Wiecie, że na dnie Bałtyku leży żaglowiec pochodzący z czasów, kiedy niejaki Krzysio Kolumb żeglował ku nowym lądom? Statek jest w idealnym stanie, ale nie wiadomo, skąd się tam wziął i skąd pochodzi. Pewnie dlatego Szwedzi nazwali go „Okänt Skepp”, czyli „Nieznany statek”.
„Okänt Skepp” został odkryty w 2009 roku. Szwedzka Administracja Morska wykonywała wtedy badania dna Morza Bałtyckiego i sonar wykrył anomalię. Rok później w to miejsce wysłano robota wyposażonego w kamerę. Robot co prawda miał badać trasę podmorskiego gazociągu, ale przy okazji sfilmował kadłub żaglowca. Po czym długo, bo aż 10 lat nie działo się nic. W marcu 2019 roku zespół badawczy postanowił dokładniej przyjrzeć się temu, co znajduje się na dnie. Tym razem wypuszczono kilka robotów a to, co udało się nagrać, pokazało wyraźnie – na dnie znajduje się obiekt. Jak się okazało później – renesansowy żaglowiec, na dodatek w idealnym stanie. Znakomicie zachowane są kadłub, maszty, zachował się nawet takielunek. Nie wiadomo na razie, co znajduje się w ładowni, ale na pokładzie widoczne są drewniana pompa zęzowa i kabestan a nawet kotwica. Jej obecność, jak powiedział dr Pacheco-Ruiz z Centrum Archeologii Morskiej na Uniwersytecie w Southampton, który przewodniczył pracom nad znaleziskiem, pomogła datować wrak na koniec XV lub na początek XVI wieku.

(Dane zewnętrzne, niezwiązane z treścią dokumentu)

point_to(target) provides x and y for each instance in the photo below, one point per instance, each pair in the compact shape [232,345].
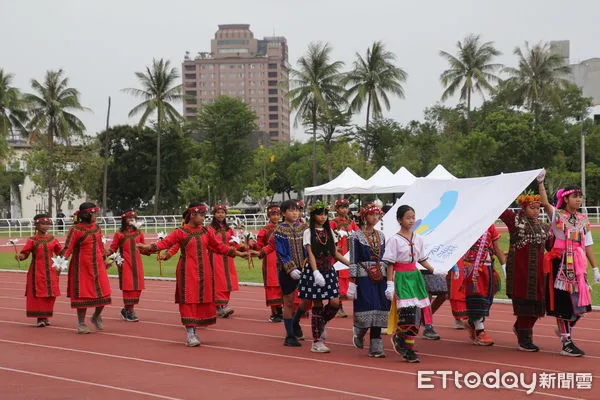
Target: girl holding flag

„Okänt Skepp”, ma długość 52-60 stóp. Jego konstrukcja jest podobna do Gribshunden – wraku z końcówki XIV wieku, ale bardziej nowoczesna. Nie wiadomo, jakie było jego zadanie, choć naukowcy przypuszczają, że był to statek handlowy. Potwierdzić tę tezę (lub jej zaprzeczyć) mają kolejne badania, które poprowadzą naukowcy z Centrum Archeologii Morskiej na Uniwersytecie w Southampton przy wsparciu Instytutu Archeologii Morskiej Uniwersytetu Södertörn w Szwecji, Deep Sea Productions i MMT - szwedzkiej firmy badającej dno morskie na potrzeby energetyki.